The “app” is Dr. Hetland’s innovative idea for a digital platform called The Family Room, which enables and promotes more robust patient and family engagement during acute hospitalizations.

“As an ICU nurse, I’ve held many hands of patients and their families as they struggled to navigate the most traumatic experience of their lives…an ICU admission,” Dr. Hetland said during a recent presentation. “Then I became the daughter of an ICU patient and it profoundly changed me. The Family Room App is the result of my experience: A passionate effort to vastly improve the hospital experience for patients and their families.”

UNMC Chancellor Jeffrey P. Gold. MD, congratulated Dr. Hetland on the fellowship.

“Innovation, which this fellowship recognizes, is an important facet of our mission at UNMC,” he said. “But innovation only becomes effective when it impacts the lives of the people we serve. Dr. Hetland’s app, aimed at easing patient and family stress during critical medical situations—and inspired by her own experience—is a perfect example of this type of innovation.”

In the last few months Dr. Hetland’s innovation has led to several accolades, including her acceptance into a selective entrepreneur-mentoring program. She was also recently awarded the Harriet H. Werley New Investigator Award by the Midwest Nursing Research Society.

“We suspected that Dr. Hetland was onto something really interesting when she first brought the idea to us five years ago,” UNeMed Licensing Specialist and Business Development Manager Tyler Scherr, PhD, said. “Working with such passionate and gifted innovators like her is the best part of my job. She deserves every bit of this recognition, because it really has been a long slog, but her hard work is finally paying off. I believe the healthcare experience for both patients and caregivers will be immeasurably better because of her and this project.”

In addition to project funding, the Betty Irene Moore Fellowship program features educational and mentoring components to enhance leadership and innovation capacity, strengthen strategic thinking and collaborative skills, expand professional networks, develop entrepreneurial skills, and propel innovative ideas to the bedside.

In January, Washington University in St. Louis announced that Dr. Hetland had been selected to join the 2023 cohort of the Equalize mentoring program. Equalize is a national mentoring program designed to increase the number of female academic inventors who develop startup companies to commercialize their inventions.

Shortly after, Dr.
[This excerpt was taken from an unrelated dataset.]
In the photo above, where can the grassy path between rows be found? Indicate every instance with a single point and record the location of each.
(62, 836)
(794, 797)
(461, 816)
Hetland added the Harriet H. Werley New Investigator Award, which recognizes new contributions in nursing research that has the potential to enhance the science and practice of nursing. Dr. Hetland is the first Nebraska recipient of a Midwest Nursing Research Society award since 2009.

UNeMed is the technology transfer and commercialization office for UNMC and UNO, helping faculty, staff and student inventors protect and develop their innovations and discoveries into real-world applications.